Bank wants to incorporate a Holding Company and do a statutory share exchange where all of the Bank shareholders exchange their Bank common stock shares for Holding Company shares, leaving Holding Company as owner of all shares of Bank common stock, and Holding Company will then have same shareholders that Bank had before the transaction.

No Bank shareholder is related by attribution rules of 318(a) to any other Bank shareholder. No Bank shareholder owns more than 30% of the outstanding shares of Bank.

Bank has asked if this is a Change in Control Event under 409A, for purposes of the employment agreements of the Bank executives. After this transaction, if one of the Bank Executives leaves voluntarily, would he or she be entitled to the severance pay under his or her employment agreement?

I know this shouldn't be a 409A Change in Control Event, as nothing has "really" changed, but I'm having trouble pinning down why in the regs under 1.409A-3(i)(5)(v), (vi) and (vii). Even if the shareholders of Bank are treated as acting as a group, (because they are involved in an acquisition of shares involving the corporation they all own) the Holding Company is a separate "person" and as an entity it does acquire more than 50% of the voting stock of the Bank in the transaction.
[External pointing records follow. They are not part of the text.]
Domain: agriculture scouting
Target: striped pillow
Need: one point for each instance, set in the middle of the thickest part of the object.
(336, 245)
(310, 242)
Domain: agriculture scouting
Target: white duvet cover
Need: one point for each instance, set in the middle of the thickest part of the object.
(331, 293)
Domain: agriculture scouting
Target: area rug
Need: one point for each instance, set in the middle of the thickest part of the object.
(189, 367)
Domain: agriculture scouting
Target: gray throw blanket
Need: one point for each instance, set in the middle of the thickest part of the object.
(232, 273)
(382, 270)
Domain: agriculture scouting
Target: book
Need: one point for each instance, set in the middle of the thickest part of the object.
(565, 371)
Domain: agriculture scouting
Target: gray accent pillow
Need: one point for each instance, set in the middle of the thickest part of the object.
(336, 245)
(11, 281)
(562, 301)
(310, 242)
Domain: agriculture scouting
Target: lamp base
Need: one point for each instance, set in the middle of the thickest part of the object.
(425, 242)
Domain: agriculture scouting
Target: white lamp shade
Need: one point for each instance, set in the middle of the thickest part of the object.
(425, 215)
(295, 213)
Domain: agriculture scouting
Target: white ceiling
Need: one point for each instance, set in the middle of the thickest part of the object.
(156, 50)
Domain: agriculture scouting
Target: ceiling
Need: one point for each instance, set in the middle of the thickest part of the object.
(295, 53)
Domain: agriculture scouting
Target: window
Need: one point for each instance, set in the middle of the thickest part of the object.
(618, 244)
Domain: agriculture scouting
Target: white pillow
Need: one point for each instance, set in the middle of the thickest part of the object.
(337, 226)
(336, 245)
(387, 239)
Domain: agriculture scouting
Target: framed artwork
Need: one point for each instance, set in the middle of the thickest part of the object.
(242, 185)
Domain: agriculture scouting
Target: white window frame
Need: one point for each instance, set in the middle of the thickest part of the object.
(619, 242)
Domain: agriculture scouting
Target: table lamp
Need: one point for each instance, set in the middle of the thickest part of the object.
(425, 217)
After the transaction, the 318(a) attribution rules don't help with respect to the original shareholders, with respect to Bank stock or Holding Company stock, as none of them own more than 50% of the Bank stock or the Holding Company Stock before or after the transaction, and the attribution rules of 318(a) measure stock ownership of each shareholder even if they are "persons acting as a group" for other purposes.

Also, since the Bank stock will remain outstanding after the transaction, the exclusion from the definition of Change in Control of 'transfers to a related party'  of 1.409A-3(i)(5)(vii) respecting Change in Ownership of a Substantial Portion of Assets does not apply the way it might in a merger where the stock of the target does not remain outstanding after the transaction. 

Can anyone point to the regulation under 1.409A-3(i)5(v), (vi) and/or (viii) that excludes this transaction from the definition of Change in Control Event under 409A?